Vers une nouvelle fermeture des bars?

A défaut d’un message intelligible de la part des autorités fédérales, un communiqué de la Conférence des directrices et directeurs cantonaux de la santé (CDS) envoyé ce vendredi en marge de la conférence de presse dessine un tableau plus clair de ce qui pourrait peut-être attendre la Suisse ces prochains temps. La CDS y recommande aux cantons de «rendre plus rigoureuses les exigences à̀ remplir par les bars, les clubs et les discothèques, par exemple par un couvre-feu, et, le cas échéant, d’en ordonner la fermeture». Les prochains jours diront si les gouvernements cantonaux décident de mettre en œuvre cette prescription.

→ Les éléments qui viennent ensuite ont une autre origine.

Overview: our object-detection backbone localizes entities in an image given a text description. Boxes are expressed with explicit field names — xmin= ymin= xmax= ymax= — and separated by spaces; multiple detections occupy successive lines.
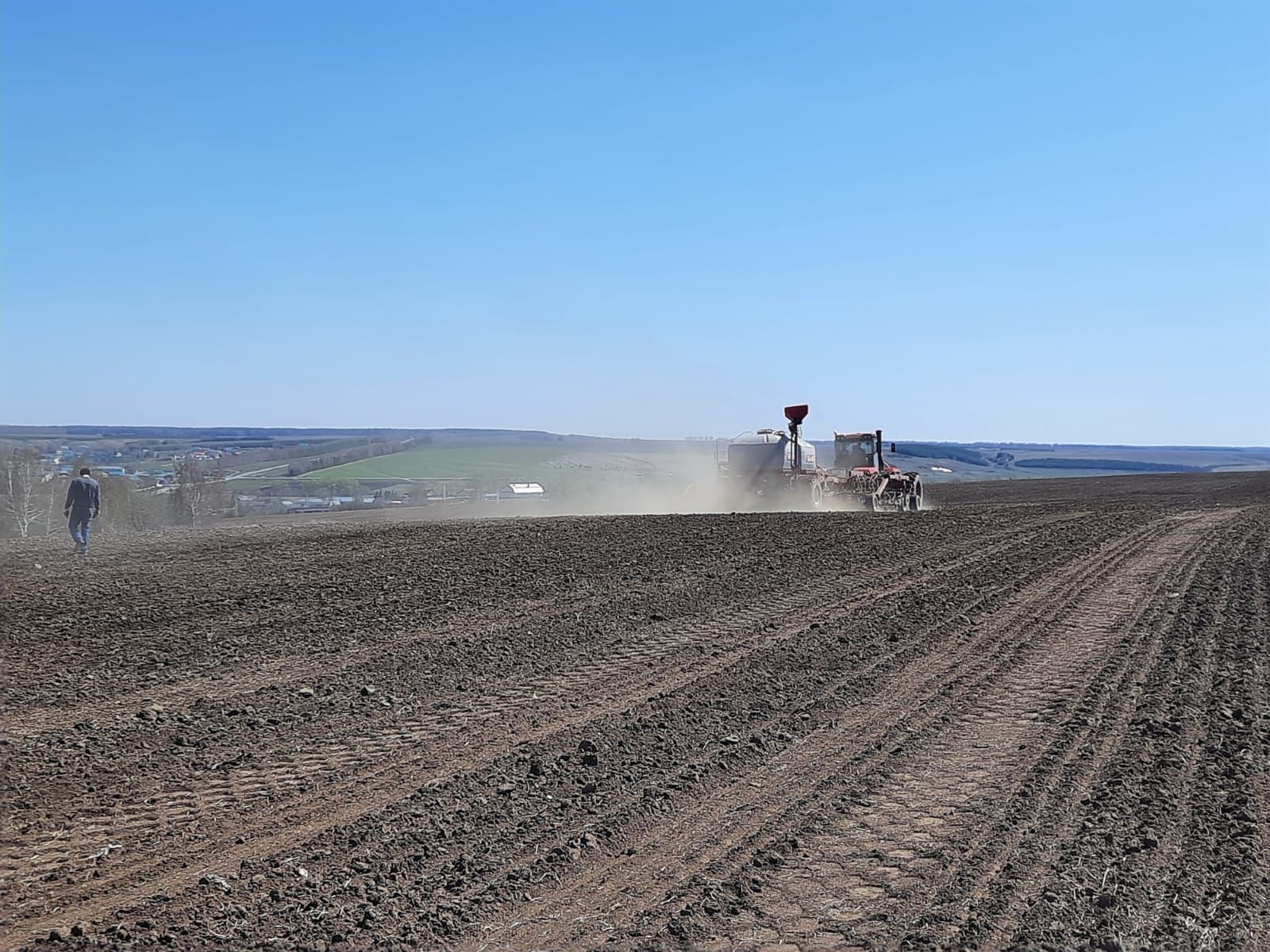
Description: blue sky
xmin=0 ymin=0 xmax=1270 ymax=444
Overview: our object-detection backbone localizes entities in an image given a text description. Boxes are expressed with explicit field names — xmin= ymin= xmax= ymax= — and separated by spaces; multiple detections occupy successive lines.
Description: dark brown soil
xmin=0 ymin=474 xmax=1270 ymax=950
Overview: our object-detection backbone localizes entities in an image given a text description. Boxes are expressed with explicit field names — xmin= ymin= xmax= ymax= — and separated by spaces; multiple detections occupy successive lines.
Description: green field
xmin=305 ymin=446 xmax=564 ymax=480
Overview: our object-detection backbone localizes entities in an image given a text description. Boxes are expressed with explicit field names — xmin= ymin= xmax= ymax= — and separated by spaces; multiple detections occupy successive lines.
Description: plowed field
xmin=0 ymin=474 xmax=1270 ymax=950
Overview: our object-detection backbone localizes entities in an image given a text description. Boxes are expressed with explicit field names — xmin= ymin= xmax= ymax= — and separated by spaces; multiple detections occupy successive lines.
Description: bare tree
xmin=169 ymin=459 xmax=226 ymax=525
xmin=0 ymin=448 xmax=44 ymax=538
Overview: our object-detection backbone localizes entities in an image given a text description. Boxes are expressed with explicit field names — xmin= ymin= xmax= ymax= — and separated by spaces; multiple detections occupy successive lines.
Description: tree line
xmin=0 ymin=446 xmax=231 ymax=538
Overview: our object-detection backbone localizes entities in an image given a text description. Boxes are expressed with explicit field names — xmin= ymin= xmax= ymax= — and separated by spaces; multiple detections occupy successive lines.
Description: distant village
xmin=32 ymin=443 xmax=548 ymax=516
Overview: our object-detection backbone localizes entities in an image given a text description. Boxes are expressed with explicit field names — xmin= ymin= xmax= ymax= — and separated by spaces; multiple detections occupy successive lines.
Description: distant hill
xmin=0 ymin=425 xmax=1270 ymax=482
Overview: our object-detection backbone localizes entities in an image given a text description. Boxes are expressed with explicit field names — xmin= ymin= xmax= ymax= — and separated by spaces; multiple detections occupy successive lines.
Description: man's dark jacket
xmin=66 ymin=476 xmax=102 ymax=516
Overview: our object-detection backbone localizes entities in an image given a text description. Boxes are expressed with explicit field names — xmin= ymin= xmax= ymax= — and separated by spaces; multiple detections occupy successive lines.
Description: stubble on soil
xmin=0 ymin=474 xmax=1270 ymax=950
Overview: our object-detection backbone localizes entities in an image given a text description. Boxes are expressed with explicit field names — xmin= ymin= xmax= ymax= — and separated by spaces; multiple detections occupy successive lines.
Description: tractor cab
xmin=833 ymin=430 xmax=899 ymax=472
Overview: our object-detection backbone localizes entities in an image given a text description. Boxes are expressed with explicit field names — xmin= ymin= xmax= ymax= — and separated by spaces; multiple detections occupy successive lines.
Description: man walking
xmin=62 ymin=466 xmax=102 ymax=552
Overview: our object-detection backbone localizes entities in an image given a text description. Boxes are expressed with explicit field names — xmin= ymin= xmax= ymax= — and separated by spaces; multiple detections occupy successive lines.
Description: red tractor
xmin=824 ymin=430 xmax=922 ymax=512
xmin=719 ymin=404 xmax=922 ymax=512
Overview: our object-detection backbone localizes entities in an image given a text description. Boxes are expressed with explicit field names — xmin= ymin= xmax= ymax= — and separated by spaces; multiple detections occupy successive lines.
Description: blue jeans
xmin=71 ymin=509 xmax=93 ymax=550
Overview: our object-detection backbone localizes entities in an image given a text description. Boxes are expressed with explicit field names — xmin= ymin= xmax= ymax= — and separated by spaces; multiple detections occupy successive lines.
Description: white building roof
xmin=506 ymin=482 xmax=545 ymax=497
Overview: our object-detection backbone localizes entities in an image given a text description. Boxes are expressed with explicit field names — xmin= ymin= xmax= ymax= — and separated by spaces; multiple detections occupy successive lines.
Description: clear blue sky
xmin=0 ymin=0 xmax=1270 ymax=444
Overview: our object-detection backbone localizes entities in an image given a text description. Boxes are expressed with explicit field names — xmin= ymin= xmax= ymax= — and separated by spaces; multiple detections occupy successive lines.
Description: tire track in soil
xmin=1141 ymin=525 xmax=1270 ymax=950
xmin=0 ymin=525 xmax=853 ymax=739
xmin=0 ymin=512 xmax=1072 ymax=948
xmin=935 ymin=519 xmax=1245 ymax=950
xmin=1026 ymin=528 xmax=1266 ymax=944
xmin=465 ymin=516 xmax=1211 ymax=948
xmin=424 ymin=510 xmax=1112 ymax=929
xmin=691 ymin=515 xmax=1234 ymax=947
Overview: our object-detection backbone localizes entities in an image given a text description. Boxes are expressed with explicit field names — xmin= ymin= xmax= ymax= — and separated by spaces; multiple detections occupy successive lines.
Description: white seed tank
xmin=728 ymin=430 xmax=815 ymax=474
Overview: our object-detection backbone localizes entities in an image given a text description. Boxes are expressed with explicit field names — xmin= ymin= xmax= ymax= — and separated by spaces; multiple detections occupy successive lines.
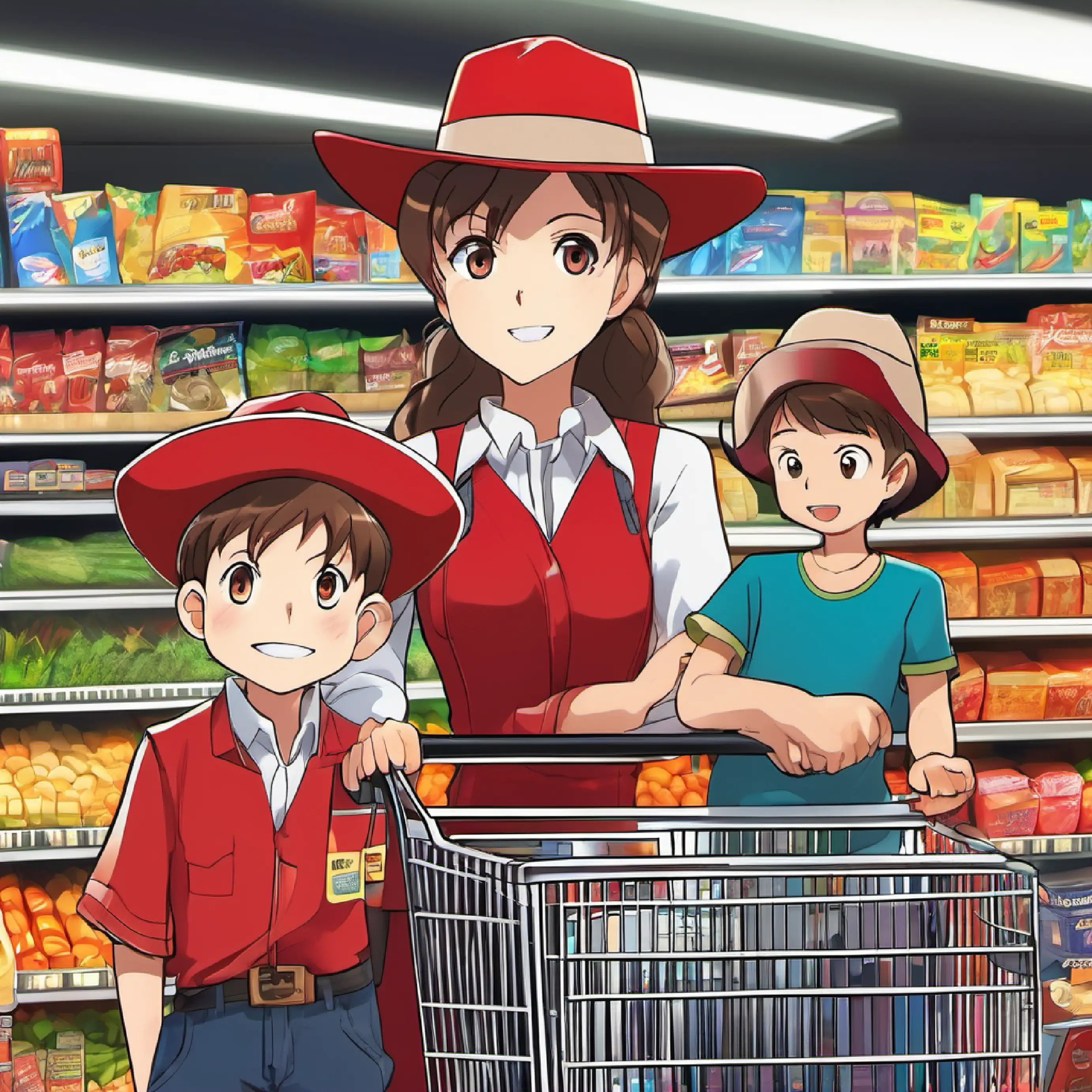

Une réaction nette de leur part a déjà été constatée. Dans la journée de vendredi, les cantons jusqu'ici les plus tolérants de Bâle-Ville, Fribourg, les Grisons, Lucerne, Obwald et le Valais ont étendu l'obligation de porter le masque à tous les lieux publics clos alors que Nidwald, la Thurgovie et Appenzell Rhodes-Intérieures ont annoncé un renforcement de la mesure se concentrant uniquement sur les «grands évènements». Le Conseil fédéral devrait également se réunir en urgence ce dimanche pour statuer sur la situation.